May 24, 1994|By Katherine Richards | Katherine Richards,Sun Staff Writer

It is unlikely the glassy darter, a tiny, translucent fish on Maryland's endangered species list, will have much effect on plans to build a new stadium for the Redskins in Laurel, biologists say.

To begin with, it is unclear whether the fish, which is not on the federal endangered species list, exists in the Patuxent River, which flows by the stadium site.

Even if it is in the river, the fish should not endanger the stadium project, says Janet McKegg, director of the Natural Heritage Program of the state Department of Natural Resources. "At this point, we did not have any problems with this project as long as they maintain the water quality," she says.

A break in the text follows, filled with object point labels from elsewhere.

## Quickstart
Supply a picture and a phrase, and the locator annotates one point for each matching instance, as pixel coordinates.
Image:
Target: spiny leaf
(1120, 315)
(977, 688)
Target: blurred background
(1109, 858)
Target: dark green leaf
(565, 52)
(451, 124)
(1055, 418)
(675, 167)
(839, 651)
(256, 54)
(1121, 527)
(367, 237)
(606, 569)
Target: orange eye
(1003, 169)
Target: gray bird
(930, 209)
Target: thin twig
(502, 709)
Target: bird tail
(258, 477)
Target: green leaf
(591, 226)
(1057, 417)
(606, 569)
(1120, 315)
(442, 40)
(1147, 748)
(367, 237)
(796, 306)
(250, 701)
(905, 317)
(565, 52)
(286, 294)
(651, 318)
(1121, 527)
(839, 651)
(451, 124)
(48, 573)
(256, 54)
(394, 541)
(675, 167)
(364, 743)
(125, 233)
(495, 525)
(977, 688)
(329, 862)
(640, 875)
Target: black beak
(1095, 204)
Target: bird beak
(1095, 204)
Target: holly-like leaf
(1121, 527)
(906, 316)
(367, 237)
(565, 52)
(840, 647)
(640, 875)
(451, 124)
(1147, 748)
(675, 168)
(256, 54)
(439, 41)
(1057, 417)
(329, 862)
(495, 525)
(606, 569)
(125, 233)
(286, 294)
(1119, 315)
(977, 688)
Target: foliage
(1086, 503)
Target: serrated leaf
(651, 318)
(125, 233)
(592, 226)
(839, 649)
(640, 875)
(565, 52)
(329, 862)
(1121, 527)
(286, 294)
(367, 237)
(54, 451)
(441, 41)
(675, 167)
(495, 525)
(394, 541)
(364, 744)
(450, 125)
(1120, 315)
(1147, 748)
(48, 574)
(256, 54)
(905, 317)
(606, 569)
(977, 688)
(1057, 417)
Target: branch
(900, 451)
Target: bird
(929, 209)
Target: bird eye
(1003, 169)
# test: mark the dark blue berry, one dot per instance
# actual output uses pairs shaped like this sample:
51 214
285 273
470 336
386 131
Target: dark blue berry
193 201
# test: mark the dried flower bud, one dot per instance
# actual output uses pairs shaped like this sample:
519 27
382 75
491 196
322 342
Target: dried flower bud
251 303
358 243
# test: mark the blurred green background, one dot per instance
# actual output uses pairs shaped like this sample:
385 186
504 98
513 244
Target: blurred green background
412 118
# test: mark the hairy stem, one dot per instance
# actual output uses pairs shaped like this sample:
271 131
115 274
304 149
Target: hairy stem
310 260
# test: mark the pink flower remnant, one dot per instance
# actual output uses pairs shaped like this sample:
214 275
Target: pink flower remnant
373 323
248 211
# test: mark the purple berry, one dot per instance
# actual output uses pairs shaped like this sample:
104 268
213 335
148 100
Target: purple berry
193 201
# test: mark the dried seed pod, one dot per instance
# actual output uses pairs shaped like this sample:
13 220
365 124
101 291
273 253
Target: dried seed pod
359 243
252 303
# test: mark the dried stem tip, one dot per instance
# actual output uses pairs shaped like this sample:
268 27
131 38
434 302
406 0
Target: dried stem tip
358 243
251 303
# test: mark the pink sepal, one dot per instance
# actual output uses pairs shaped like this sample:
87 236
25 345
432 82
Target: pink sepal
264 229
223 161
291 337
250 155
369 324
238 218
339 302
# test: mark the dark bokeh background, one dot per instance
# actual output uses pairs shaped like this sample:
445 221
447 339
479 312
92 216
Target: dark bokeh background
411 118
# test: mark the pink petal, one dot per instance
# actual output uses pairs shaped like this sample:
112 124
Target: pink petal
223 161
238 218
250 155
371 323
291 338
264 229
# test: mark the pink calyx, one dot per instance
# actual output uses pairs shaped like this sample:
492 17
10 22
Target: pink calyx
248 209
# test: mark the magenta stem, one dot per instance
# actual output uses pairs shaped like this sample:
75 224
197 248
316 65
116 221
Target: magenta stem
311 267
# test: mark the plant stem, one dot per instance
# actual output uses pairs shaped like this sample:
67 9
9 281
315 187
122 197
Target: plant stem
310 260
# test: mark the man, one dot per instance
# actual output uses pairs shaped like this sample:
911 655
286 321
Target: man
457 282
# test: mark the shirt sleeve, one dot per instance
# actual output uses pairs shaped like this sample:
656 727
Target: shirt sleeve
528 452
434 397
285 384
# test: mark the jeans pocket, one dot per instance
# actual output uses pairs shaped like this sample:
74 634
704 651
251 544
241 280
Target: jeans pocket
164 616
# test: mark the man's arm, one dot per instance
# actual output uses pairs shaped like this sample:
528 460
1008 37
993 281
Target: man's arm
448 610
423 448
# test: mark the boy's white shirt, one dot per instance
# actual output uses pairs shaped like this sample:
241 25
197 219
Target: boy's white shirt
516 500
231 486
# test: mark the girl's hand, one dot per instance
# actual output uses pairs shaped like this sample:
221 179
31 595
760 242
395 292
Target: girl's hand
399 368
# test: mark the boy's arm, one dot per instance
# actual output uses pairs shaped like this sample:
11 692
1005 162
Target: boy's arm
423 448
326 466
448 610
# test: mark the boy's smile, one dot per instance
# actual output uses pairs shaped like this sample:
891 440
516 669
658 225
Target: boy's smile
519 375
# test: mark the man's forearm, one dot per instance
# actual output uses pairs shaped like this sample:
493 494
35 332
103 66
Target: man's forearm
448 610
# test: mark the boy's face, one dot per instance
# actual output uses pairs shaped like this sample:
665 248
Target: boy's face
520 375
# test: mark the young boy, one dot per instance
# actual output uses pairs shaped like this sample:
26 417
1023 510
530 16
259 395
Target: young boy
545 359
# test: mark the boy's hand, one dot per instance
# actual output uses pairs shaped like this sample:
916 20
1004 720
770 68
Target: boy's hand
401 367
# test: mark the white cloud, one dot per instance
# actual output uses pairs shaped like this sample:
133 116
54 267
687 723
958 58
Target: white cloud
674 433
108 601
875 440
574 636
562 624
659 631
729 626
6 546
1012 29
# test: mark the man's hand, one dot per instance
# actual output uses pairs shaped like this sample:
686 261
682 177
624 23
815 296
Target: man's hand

The glassy darter lives in the sandy bottoms of clean rivers, burying itself up to the eyeballs and waiting for food to float by. Because of its lifestyle, the glassy darter is intolerant of silting and pollution, says Dr. Roman Jesien, a research scientist with Horn Point Environmental Laboratories, part of the University of Maryland Center for Environmental and Estuarine Studies.

Although Maryland lists the glassy darter as endangered, the fish does not appear on the federal list because it is found in other states.

The glassy darter used to be common in the Patuxent, but it was thought to have been eliminated from the area by 1977, according to Dr. Jesien.

He searched for the darter in the river near the Laurel race track in 1992, but found none.

That same year, the fish was found in the Little Patuxent River, a tributary of the Patuxent that flows into the river downstream from the stadium, says Ms. McKegg.

Whether or not the fish is present in the Patuxent near the stadium site, she says, her agency will work with other state agencies to place conditions on state permits required for the stadium project.

The conditions will force builders to take precautions during construction to ensure water quality is not harmed just in case scientists missed the fish in the river.

Meanwhile, the Redskins contend that their project will only help the glassy darter.

"We are improving the storm water drainage from that property," says Walter Lynch, stadium project manager.

Laurel Race Course, built in the early 1900s, has no storm water management facilities for its parking lots, he says. If the Redskins build a football stadium next to the race track, they will install storm water management facilities, improving the quality of run-off from the site.

His argument does not satisfy some stadium opponents, including Citizens Against the Stadium II, who are calling for a complete environmental impact study of the proposed stadium site.

"Before they proceed with tearing things up, everyone needs to know the ramifications," says Jeanne Mignon, president of CATS-II. "Why would you deliberately put a structure here without studying every impact this structure is going to have?"